The station did, however, play a valuable role broadcasting and in many cases recording political talks and free-speech events in Sproul Plaza. KALX microphones appear regularly in historical photos of the era, and Wood was even subpoenaed to testify to the veracity of the station’s tapes of talks by members of the Oakland Seven, anti-draft demonstrators who were indicted on conspiracy charges in 1968, taken to trial and ultimately acquitted.

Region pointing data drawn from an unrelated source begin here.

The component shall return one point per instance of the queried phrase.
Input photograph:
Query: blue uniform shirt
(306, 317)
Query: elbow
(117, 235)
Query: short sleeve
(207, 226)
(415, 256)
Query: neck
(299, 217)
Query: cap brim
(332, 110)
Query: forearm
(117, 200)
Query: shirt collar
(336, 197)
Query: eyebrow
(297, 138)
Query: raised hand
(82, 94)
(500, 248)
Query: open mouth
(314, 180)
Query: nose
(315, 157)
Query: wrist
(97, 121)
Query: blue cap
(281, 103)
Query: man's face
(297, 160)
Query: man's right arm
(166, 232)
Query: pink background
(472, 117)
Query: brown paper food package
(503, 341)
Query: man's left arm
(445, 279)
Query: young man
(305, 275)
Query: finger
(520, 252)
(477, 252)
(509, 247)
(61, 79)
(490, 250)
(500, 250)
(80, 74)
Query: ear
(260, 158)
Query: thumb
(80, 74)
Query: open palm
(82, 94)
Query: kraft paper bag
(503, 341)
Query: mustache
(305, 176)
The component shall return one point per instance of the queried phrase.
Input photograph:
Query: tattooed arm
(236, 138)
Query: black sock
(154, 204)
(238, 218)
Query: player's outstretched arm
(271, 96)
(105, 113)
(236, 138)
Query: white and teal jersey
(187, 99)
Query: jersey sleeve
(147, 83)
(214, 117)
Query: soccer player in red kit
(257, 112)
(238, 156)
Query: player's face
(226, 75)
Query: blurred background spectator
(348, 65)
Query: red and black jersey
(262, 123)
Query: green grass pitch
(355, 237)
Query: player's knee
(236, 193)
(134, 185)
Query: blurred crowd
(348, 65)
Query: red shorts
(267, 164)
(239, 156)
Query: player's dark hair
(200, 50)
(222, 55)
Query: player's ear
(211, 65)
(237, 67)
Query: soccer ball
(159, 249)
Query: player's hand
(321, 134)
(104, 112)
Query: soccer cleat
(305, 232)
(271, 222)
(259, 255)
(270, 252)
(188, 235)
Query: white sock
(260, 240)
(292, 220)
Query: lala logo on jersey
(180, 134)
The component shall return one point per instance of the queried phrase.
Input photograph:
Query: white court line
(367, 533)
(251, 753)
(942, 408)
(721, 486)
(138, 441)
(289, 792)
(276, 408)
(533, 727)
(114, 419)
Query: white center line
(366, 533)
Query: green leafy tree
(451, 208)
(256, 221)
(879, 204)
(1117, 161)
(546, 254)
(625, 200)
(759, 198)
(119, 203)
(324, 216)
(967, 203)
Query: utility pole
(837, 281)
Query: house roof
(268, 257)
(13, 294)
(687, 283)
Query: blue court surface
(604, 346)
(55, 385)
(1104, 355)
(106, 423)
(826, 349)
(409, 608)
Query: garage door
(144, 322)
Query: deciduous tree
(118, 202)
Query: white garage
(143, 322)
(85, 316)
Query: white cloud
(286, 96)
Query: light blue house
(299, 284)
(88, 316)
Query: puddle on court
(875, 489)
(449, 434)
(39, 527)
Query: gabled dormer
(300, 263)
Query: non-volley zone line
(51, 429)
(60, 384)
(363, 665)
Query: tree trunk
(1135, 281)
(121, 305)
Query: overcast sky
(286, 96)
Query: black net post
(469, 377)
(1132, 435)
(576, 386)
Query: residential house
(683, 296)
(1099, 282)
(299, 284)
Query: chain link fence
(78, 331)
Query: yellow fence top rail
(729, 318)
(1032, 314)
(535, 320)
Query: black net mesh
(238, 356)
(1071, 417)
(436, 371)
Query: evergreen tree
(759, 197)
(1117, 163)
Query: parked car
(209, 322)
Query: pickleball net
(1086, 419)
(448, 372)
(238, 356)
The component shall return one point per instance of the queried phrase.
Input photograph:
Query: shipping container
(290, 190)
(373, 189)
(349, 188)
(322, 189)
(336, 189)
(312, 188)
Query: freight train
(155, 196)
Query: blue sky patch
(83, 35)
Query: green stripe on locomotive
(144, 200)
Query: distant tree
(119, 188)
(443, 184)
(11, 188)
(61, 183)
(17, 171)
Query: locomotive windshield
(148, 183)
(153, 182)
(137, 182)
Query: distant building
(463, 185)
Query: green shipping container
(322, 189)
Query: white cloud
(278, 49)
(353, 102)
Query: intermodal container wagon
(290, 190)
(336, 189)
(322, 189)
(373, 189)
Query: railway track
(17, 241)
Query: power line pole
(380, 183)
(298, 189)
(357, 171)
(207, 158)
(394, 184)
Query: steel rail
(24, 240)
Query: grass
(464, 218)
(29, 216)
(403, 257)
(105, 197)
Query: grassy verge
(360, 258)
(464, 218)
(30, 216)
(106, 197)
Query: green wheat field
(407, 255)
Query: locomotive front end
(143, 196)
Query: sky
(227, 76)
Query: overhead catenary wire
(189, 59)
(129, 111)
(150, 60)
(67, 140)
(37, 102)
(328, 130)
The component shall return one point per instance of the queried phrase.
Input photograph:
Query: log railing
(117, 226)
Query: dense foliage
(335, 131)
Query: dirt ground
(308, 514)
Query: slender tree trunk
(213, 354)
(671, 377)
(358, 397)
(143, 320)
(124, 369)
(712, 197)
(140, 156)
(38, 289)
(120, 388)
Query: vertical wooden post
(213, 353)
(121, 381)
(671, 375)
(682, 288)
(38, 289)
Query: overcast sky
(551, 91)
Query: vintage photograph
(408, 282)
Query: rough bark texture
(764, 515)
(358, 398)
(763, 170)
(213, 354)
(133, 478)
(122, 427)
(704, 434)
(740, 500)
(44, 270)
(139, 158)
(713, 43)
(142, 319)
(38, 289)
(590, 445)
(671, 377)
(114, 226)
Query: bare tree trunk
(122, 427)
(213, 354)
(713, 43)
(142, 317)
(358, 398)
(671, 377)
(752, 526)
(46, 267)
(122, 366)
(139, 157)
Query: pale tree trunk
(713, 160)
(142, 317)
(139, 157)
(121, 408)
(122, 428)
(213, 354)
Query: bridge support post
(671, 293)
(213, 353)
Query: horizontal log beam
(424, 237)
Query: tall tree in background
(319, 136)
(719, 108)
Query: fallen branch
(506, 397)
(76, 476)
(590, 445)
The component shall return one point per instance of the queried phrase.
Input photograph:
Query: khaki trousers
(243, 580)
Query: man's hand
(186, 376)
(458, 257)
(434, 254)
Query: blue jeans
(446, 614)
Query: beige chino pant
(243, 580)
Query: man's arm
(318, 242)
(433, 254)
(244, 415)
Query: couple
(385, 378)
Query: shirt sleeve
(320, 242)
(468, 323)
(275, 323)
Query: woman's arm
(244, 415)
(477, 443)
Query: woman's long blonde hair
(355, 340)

After Wood graduated in 1968, and Welsh died from cancer, the station moved into new hands. Ideologically motivated threats finally caught up with KALX, leading to its temporary disbanding and removal from campus on multiple occasions in the early and mid-1970s. By the late 1970s, though, it was back for good.
But no one did it quite like Wood, Welsh and Reed in those early years — nor is anyone likely to ever again, at Berkeley or anywhere else. Despite securing modest budget allotments from both the chancellor’s office and ASUC, the station didn’t simply slip through the cracks in the 1960s, Wood says; it was in the cracks.
“We weren’t in anybody’s chain of command, and that’s how we were able to do it. Everything was freelance. If we had to follow bureaucracy and procedures,” he says, “there’s no way this would’ve happened. You could never do any of the stuff we did then today.”
Wood’s penchant for independent thinking continued to serve him well after graduation, when he went to work in the telecommunications industry. Over the years, he has racked up a lengthy list of accomplishments and helped pioneer numerous network technologies, including designing the first self-contained PBX phone system and attaining numerous patents.
Now living in Los Altos Hills, Wood continues to work as a consultant designing innovative products and solutions for technology companies. “Radio is great,” he says, “but telephone systems are even neater.”